# Data Loading Fundamentals

This notebook introduces the core concepts of loading text data into Neo4j for GraphRAG applications.

**Learning Objectives:**
- Understand the Document â†’ Chunk graph structure
- Connect to Neo4j from a Jupyter notebook
- Create Document and Chunk nodes
- Link chunks to documents and to each other

---

## Why Documents and Chunks?

When building GraphRAG applications, we split documents into smaller pieces called **chunks** because:

1. **Context windows are limited** - LLMs can only process a certain amount of text at once
2. **Retrieval precision** - Smaller chunks allow more precise matching to user queries
3. **Cost efficiency** - Processing smaller chunks is faster and cheaper

The graph structure we'll build:
```
(:Document) <-[:FROM_DOCUMENT]- (:Chunk) -[:NEXT_CHUNK]-> (:Chunk)
```

---

## Text Splitting with neo4j-graphrag-python

We'll use `FixedSizeSplitter` from the [neo4j-graphrag-python](https://neo4j.com/docs/neo4j-graphrag-python/current/) library to split text into chunks:

- `chunk_size`: Maximum characters per chunk
- `chunk_overlap`: Characters shared between consecutive chunks for context continuity
- `approximate=True` (default): Avoids splitting words mid-token

## Setup

Import required modules and configure the environment.

In [None]:
from data_utils import Neo4jConnection, DataLoader, split_text

## Sample Data

We'll load text from `company_data.txt` representing content from an SEC 10-K filing.
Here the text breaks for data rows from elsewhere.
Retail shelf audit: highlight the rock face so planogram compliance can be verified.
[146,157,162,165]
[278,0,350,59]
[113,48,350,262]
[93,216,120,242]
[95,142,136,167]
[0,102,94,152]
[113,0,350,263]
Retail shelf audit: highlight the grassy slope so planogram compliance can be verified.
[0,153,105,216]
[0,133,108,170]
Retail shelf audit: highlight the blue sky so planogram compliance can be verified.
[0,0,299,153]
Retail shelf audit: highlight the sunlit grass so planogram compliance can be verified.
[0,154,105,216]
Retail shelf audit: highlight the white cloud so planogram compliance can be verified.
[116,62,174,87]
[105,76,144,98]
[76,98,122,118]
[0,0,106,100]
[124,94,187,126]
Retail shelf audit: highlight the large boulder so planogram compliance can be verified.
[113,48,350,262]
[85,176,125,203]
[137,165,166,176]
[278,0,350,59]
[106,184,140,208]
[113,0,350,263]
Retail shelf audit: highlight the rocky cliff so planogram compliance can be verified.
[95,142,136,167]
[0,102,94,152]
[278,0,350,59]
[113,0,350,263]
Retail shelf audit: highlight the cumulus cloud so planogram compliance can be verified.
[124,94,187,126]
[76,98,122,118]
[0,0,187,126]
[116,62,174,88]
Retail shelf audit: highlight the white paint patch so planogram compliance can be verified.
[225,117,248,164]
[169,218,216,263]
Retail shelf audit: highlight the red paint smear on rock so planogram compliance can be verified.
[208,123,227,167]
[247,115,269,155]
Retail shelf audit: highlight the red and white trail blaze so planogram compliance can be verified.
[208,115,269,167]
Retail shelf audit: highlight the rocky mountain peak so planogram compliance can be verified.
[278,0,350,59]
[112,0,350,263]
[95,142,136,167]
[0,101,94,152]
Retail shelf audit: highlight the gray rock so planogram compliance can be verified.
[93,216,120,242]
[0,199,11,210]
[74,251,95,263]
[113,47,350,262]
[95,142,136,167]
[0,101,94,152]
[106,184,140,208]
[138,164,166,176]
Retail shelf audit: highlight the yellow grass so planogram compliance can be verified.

> **Note:** In production, you would use `pypdf` or similar libraries to extract text from PDF files. We use a pre-defined text file here for fast, reproducible results.

In [None]:
# Load text from file using DataLoader
loader = DataLoader("company_data.txt")
SAMPLE_TEXT = loader.text

# Document metadata
DOCUMENT_PATH = "form10k-sample/apple-2023-10k.pdf"
DOCUMENT_PAGE = 1

metadata = loader.get_metadata()
print(f"Loaded from: {metadata['name']}")
print(f"Sample text length: {metadata['size']} characters")
print(f"\n{SAMPLE_TEXT}")

## Connect to Neo4j

Create a connection to your Neo4j database using the `Neo4jConnection` utility class.

In [None]:
neo4j = Neo4jConnection().verify()
driver = neo4j.driver

## Clear Existing Data (Optional)

For a clean start, remove any existing Document and Chunk nodes from previous runs using the utility method.

In [None]:
neo4j.clear_graph()

## Create Document Node

First, create a Document node to represent the source file. This node stores metadata about where the content came from.

In [None]:
def create_document(driver, path: str, page: int) -> str:
    """Create a Document node and return its element ID."""
    with driver.session() as session:
        result = session.run("""
            CREATE (d:Document {path: $path, page: $page})
            RETURN elementId(d) as doc_id
        """, path=path, page=page)
        return result.single()["doc_id"]

doc_id = create_document(driver, DOCUMENT_PATH, DOCUMENT_PAGE)
print(f"Created Document node with ID: {doc_id}")

## Split Text into Chunks

Use `FixedSizeSplitter` from neo4j-graphrag-python to split the text into chunks with configurable size and overlap.

In [None]:
# Split text using the utility function
chunks = split_text(SAMPLE_TEXT, chunk_size=500, chunk_overlap=50)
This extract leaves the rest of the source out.